イラク日本人拉致事件その後

さきの3人と、あとの2人。それに対する日本国内の反応はかなり違う。先に拉致され、解放された3人に対してはかなりのバッシングがあり、一種の生理的嫌悪感や八つ当たりにも似た反応を引き起こしているのに対し、その後に解放された2人に対しては意外なほど反応は平穏であり、ある意味では冷淡ですらある。
この差はどこから生まれるのだろう? この両者が拉致されるに至った状況や危険にさらされた状況、拉致した側と拉致された側双方の背景にあった主張、解放に至った経緯や解放された後の行動には実のところほとんど差がないにも関わらず、である。
一つ考えられるのは、最初3人が拉致され、拉致した側が「自衛隊イラクからの撤退」を要求していると伝えられるやいなや、彼/彼女らの解放を求める側がいわば犯人側の要求を無条件で飲むように強硬に要求していた(実際には拉致された3人の無事解放を第一に考えるあまりの過剰な反応であったと思うのだが)ことが反感を買ったのではないか、ということだ。
私自身、最近なんとなく形成されているように見える「被害者(およびその関係者)のいうことは無条件でかつ最大限に尊重されなければならない」という風潮にはぼんやりとではあるが反感を感じている。例えば、ある大事件によって理不尽に親族を失った遺族が、法律の定めるところを越えて加害者を過剰に懲罰することを要求する(たとえその心情は十分に理解できるとしても)こと、そしてそれがあたかも当然の権利であるように主張することには、やはり危惧を禁じ得ない。要するに、「あんたそんなに偉いのか?」という疑問である。
被害者の権利がまだ十分には保護されていない、被害者が主張できる場は限られている、というのは理解している。しかしだからといって、いかに理不尽な被害者となったとはいえ、そしていかに犯人が許されないような犯罪者だったとしても、法治国家において法律の域を越えた刑罰を要求するようなことが許されるのであろうか。

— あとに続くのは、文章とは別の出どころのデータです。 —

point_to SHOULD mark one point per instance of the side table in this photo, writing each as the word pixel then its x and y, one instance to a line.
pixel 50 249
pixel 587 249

このような、いわば「過剰な被害者の主張」に対する反感と並んで、今回の拉致被害者両者に対する反応の違いの背景には、「プロ意識の差」のようなものがあるのではないだろうか。
さきの3人は、素人目に見ても「ボランティアの素人」に見えた。経験の多寡という意味ではなく、姿勢として「素人臭さ」が感じられた。それに対してその後で拘束された2人は「地に足が着いた」ようなというか、「プロとしての覚悟」が確立しているように見えたのである。
確たる根拠があるわけではない、私の印象に過ぎないのだが、こんなところも態度の違いの背後にあるのではないだろうか。